While one-shot learning offers promising solutions for these applications, it’s important to note that its effectiveness depends on the choice of algorithm, architecture, and the specific problem at hand.

Matching networks

Matching networks are neural network architectures designed for one-shot learning tasks. They were introduced to address the challenge of learning from a few examples, often just one, per class. Matching networks combine the concepts of attention mechanisms and recurrent networks to make predictions based on a context set of examples.

The basic idea behind matching networks is to use an attention mechanism to dynamically weigh the importance of different examples in the context set when predicting a new sample. This enables the model to focus on the most relevant information in the context set while predicting new examples.

Here’s an overview of how matching networks work:

  1. Context Set: The context set consists of a few examples (support set) for each class in the training data.

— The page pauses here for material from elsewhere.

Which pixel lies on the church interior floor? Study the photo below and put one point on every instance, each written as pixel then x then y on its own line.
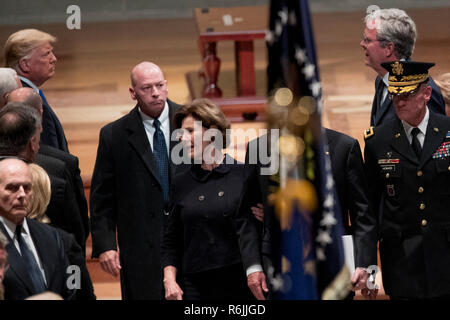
pixel 90 88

These examples represent the information available for each class during training. Each class has its own context set.
  2. Query: The query is the new example that needs to be classified based on the available context sets. The goal is to predict the class of the query.
  3. Embedding: The context set examples, and the query are embedded using neural networks. These embeddings capture the relevant features of each example.
  4. Attention Mechanism: An attention mechanism is applied to the embedded context set examples concerning the query. This attention mechanism computes weights for each context set example based on its similarity to the query. Examples that are more relevant to the query are assigned higher weights.
  5. Weighted Sum: The embeddings of the context set examples are combined using the attention weights to create a context representation specific to the query.
  6. Classification: The context representation is used to make predictions for the class of the query. This can be done through various methods, such as feeding the context representation through a neural network classifier or computing distances to class prototypes.
  7. Training: The model uses gradient descent and a loss function that encourages correct predictions. During training, the model learns to adjust the attention mechanism and embeddings to utilize the context information for one-shot learning effectively.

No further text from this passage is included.